SoiSong
qXn948s
Dais Records
/
2022
LP (clear)
26.99
DAIS202LPC / Includes Download Code
750 copies, printed inner
LP (clear orange)
26.99
DAIS202LPC-2 / Includes Download Code
500 copies, printed inner
Incl. VAT plus shipping / Orders from outside the EU are exempt from VAT
Tracklist
1Kabuki-Chop
2Soijin No Hi
3Koi Ru
4Jam Talay Sai

SoiSong is the stunning but short-lived partnership of Coil co-founder Peter “Sleazy” Christopherson and veteran Russian electronic experimentalist Ivan Pavlov. Though friends since 1997, the project birthed roughly a decade later in Bangkok, where Christopherson relocated following the death of his Coil collaborator John Balance in 2004. Named after the Thai word for ‘two’ along with a notorious red-light district street nearby, the duo dialed into a cryptic language of lurching synthetics, Eastern minimalism, and interdimensional glitch, oscillating between elegance and mayhem. »qXn948s« collects some of their earliest recordings, and remains as transgressive and transcendent a listen now as it was upon its release a decade and a half ago.

Pavlov characterizes SoiSong as less a musical group than a “utopian, semi-alien platform for collaboration, devoid of pronounced personality or centralized authority… more like a message from elsewhere that anyone is welcome to participate in and spread.” Every facet of the project was disruptive and oblique: self-released CDs packaged in elaborate origami that had to be destroyed to be accessed; a website with password protected sections, where different passwords were provided for different events, objects or releases; performance merchandise of headphones and a Walkman melted shut so the music can only be heard as long as the set of batteries last. Theirs was a muse as unprecedented as it was uncompromising, equal parts pranks and profundity.
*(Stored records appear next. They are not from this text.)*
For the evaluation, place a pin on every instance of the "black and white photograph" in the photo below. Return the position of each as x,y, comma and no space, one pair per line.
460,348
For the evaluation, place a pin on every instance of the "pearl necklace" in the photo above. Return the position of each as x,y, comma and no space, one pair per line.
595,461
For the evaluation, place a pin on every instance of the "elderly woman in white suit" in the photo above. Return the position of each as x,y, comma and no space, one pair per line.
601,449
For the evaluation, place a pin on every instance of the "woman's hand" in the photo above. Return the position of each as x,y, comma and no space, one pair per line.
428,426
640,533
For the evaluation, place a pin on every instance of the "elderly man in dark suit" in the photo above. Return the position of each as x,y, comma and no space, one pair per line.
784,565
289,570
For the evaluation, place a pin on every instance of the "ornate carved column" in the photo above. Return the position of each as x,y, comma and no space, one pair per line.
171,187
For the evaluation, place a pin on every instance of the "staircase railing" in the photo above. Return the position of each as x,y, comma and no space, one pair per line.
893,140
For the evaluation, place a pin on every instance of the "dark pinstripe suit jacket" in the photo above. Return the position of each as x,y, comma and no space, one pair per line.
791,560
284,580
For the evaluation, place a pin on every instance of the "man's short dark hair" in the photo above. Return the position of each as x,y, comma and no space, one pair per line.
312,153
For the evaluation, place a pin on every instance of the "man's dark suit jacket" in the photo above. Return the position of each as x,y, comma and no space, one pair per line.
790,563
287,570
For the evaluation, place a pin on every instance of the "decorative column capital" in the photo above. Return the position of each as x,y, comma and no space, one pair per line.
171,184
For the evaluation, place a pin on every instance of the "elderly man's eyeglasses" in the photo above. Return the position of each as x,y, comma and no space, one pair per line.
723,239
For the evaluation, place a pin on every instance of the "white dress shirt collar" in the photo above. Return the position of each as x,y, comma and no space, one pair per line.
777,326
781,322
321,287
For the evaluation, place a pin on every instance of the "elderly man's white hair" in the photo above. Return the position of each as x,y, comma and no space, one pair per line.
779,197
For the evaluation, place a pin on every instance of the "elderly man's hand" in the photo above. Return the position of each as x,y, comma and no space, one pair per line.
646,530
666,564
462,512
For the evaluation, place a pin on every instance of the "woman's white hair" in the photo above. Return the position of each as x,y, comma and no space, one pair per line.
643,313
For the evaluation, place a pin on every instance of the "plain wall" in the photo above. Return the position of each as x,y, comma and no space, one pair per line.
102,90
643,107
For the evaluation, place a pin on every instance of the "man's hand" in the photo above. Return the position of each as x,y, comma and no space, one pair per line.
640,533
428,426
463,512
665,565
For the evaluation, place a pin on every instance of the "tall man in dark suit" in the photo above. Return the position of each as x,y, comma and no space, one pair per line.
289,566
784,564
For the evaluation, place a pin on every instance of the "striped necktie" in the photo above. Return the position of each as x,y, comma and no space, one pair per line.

»qXn948s« began with samples and software composed intuitively in tandem before a large monitor, then progressively processed and scrambled into bewildering arrangements of digital frequencies, alternately spartan and claustrophobic, uneasy and uncanny. Vignettes of small melody emerge and are obliterated; gamelan-esque tones spiral above cybernetic pulse programming and funereal didgeridoo; skeletal piano meanders in the distance while flickering circuitry pummels patterns of white noise. Pavlov describes his and Christopherson’s chemistry as “unspoken and sincere, and very efficient.” That music this aggressively disorienting and complex congealed in a smoothly organic fashion is testament to the rare vision of its creators.